Dear President Tzitzikostas, dear President Muselier, dear 1st Vice-President Cordeiro, dear Vice- President Šuica, dear President Metsola, dear participants,
I would like to thank President Tzitzikostas and President Muselier for the invitation to join you today. It is my pleasure to be here for this important debate on behalf of the European Economic and Social Committee.
Building the House of European Democracy is not a topic of easy grasp. I believe that wording is important. What do we mean with "democracy"? What does it mean to be "European"? And how can we build a structure which is not only a house, but rather a home: a place where all Europeans feel they belong, where they are listened to and participate in shaping political decisions?
One point for me is sure: democracy builds its strength and vitality from what the Greek called "demos" - the people, be it employers, be it workers or be it citizens at large!
What does this mean in the European context, what does it mean to be "European?".

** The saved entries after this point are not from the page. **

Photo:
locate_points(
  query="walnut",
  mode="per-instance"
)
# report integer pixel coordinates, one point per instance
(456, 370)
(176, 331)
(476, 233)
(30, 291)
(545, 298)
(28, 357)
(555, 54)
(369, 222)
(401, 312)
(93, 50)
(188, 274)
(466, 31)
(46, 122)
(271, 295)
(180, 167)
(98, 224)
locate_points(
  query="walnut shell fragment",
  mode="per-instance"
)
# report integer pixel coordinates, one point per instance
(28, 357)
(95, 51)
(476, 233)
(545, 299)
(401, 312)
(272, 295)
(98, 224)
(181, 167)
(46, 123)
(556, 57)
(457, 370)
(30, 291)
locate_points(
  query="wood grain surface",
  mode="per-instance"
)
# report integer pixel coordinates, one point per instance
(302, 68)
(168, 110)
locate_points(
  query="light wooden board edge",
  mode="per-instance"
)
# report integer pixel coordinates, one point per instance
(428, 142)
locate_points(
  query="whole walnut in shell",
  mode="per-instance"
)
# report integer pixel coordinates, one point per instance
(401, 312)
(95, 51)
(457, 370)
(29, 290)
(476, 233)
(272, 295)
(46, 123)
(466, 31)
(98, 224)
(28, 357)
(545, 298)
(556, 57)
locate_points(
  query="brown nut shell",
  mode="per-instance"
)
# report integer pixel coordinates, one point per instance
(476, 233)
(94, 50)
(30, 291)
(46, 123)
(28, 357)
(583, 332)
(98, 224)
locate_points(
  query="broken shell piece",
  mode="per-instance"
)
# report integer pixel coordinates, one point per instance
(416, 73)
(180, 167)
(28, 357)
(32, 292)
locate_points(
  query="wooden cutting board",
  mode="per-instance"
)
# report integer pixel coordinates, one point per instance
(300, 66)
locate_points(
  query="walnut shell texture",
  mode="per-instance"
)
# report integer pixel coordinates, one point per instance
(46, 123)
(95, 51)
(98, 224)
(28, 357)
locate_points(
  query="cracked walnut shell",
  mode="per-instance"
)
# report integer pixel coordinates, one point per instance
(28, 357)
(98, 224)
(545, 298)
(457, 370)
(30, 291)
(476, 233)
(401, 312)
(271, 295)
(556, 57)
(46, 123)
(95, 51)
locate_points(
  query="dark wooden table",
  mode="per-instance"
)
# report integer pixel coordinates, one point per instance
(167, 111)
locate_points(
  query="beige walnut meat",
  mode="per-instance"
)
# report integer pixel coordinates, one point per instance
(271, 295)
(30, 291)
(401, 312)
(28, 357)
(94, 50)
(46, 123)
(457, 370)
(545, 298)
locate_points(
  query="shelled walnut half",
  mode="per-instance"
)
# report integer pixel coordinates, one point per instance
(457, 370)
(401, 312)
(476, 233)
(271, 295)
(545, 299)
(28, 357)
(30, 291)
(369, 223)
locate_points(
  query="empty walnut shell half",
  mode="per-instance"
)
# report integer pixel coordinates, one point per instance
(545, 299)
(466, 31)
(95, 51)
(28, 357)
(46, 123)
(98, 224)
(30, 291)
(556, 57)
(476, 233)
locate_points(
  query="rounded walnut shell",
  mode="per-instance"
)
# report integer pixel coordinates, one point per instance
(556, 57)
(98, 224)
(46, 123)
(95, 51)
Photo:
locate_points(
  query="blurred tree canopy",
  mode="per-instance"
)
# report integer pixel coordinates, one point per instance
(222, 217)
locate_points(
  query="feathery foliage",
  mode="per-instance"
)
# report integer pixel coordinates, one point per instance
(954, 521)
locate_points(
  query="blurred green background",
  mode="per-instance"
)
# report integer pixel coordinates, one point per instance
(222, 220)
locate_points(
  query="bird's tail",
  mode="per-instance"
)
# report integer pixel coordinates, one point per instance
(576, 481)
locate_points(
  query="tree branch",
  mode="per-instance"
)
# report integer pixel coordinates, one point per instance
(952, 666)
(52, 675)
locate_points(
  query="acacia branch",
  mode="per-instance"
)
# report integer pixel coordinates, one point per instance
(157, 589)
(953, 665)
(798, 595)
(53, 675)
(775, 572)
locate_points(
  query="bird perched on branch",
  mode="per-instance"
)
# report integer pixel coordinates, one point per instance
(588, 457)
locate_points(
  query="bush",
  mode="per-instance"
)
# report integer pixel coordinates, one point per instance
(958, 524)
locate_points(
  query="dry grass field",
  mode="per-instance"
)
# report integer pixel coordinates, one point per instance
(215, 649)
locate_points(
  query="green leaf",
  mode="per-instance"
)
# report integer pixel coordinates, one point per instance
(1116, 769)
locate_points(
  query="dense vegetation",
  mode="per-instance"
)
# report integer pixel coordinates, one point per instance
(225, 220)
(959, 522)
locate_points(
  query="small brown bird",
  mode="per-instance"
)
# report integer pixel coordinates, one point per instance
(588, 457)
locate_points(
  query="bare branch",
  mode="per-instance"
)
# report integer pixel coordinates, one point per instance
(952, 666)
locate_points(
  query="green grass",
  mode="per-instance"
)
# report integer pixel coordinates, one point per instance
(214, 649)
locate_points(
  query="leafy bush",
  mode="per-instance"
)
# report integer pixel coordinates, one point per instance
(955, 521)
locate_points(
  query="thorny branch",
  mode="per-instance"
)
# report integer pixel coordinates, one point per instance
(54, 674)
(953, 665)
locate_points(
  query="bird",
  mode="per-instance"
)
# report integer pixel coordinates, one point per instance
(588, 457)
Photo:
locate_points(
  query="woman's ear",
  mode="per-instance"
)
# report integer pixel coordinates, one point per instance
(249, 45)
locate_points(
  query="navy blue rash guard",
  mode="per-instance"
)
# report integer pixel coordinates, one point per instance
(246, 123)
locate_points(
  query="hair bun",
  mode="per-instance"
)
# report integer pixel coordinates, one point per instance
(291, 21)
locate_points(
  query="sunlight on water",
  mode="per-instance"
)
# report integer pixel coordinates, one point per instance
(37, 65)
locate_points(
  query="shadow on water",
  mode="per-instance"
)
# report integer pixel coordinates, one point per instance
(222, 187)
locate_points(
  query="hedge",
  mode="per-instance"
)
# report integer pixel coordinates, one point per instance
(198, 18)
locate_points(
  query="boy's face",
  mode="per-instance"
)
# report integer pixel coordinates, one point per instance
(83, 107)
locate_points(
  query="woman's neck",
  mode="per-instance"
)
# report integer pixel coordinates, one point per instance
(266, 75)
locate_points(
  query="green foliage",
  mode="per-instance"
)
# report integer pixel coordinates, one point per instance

What we are witnessing today, with the appalling developments in Ukraine, is a true attack to all the values that hold us together as a community. I am deeply convinced that being European is, in the first place, adhering to a consistent set of non-negotiable values, like the respect of freedom, of democracy, the rule of law and of fundamental rights. All this with committed citizens –men and women- at the heart!
We believed that territorial integrity of a country was not in discussion anymore, nowadays, but the Russian invasion has brought war once more again on the European continent, and dragged us back into the XX century.
This unjustified aggression is against everything that is "European" and everything that is "democracy", and Europe cannot and will not tolerate it.
Ten years ago, the European Union was awarded the Nobel Peace Prize in recognition of over 60 years of peace, reconciliation and democracy. The EU must continue to be an agent of peace and democracy on the European soil and beyond.
The narrative of peace, once again, came to the core of our considerations.
However, we should further enrich the peace narrative with a new narrative for Europe, one that helps citizens rediscover an emotional link and a new sense of ownership of the European project.
What we need is a future-oriented narrative, with Europe as a haven for unique economic and social model, driver of sustainable prosperity and guardian of fundamental values, with a strong organised civil society in the driving seat.
The EESC launched consultations all around Europe in the framework of the Conference on the Future of Europe. We did so counting on our Members, that are well-rooted in the organised civil societies in their countries, from employers to workers, from consumer associations to environmentalists and civil society at large.
I've read with great interest the Marseille manifesto of local and regional leaders. I believe that it touches upon key issues. The House of European democracy, as built on the different levels of representative democracy, is for sure a precondition for a well-functioning democracy. But let's not forget another aspect which I believe is key and complementary to representative democracy: participatory democracy.
As an institution, the EESC has been built exactly to embody that link between the EU institutions and civil society, represented by those organisations that are most active in societies.
Those civil society organisations are the concrete of our joint House of European democracy. Those civil society organisations are our allies and goodwill ambassadors for Europe: they are closest to citizens and local realities, similar but different as you, local and regional leaders, are.
So, if the main objective of the Conference on the Future of Europe is to bring Europe closer to citizens, both our Committees can represent great assets to keep, also in the aftermath of the Conference, an open channel for dialogue with citizens.
And besides the Committees, I believe that all EU institutions have a role to play, in unity, in this difficult moment. Citizens often do not even understand what is the difference between Commission, the Parliament and the Council: divisions of tasks and roles that for us are crystal-clear are for them bureaucracy and EU jargon. All they see is the EU flag, what it does for them and what it represents for them.
That's why the Conference on the Future of Europe will become a boomerang if citizens do not see concrete follow-up and results. Citizens expect a throughout screening of their proposals: what will be taken on board, how and what was not, and why. With this in mind, the EESC proposed an online dashboard where all proposals issued of the Conference will have to detail what was or will be of them.
This will be the honour and the responsibility of the French Presidency: to wrap up this important exercise and to ensure it delivers, and not backfires. Transparency and structured feedback will be the only way to demonstrate to citizens that we took the Conference seriously and that, when we talk "democracy", we mean it.
I would like to conclude my speech by directly quoting the words of Bijan Moini, a German writer and lawyer, President of the "Everyone Foundation". Mr Moini joined the EESC on 24 February for our event in the framework of the Conference, "Shaping Europe together".
Democracy is not given, but something to be continuously "built and polished, and tended and mended". Like a house, democracy needs maintenance and remodelling. Let us all together be that construction team, and renovating force.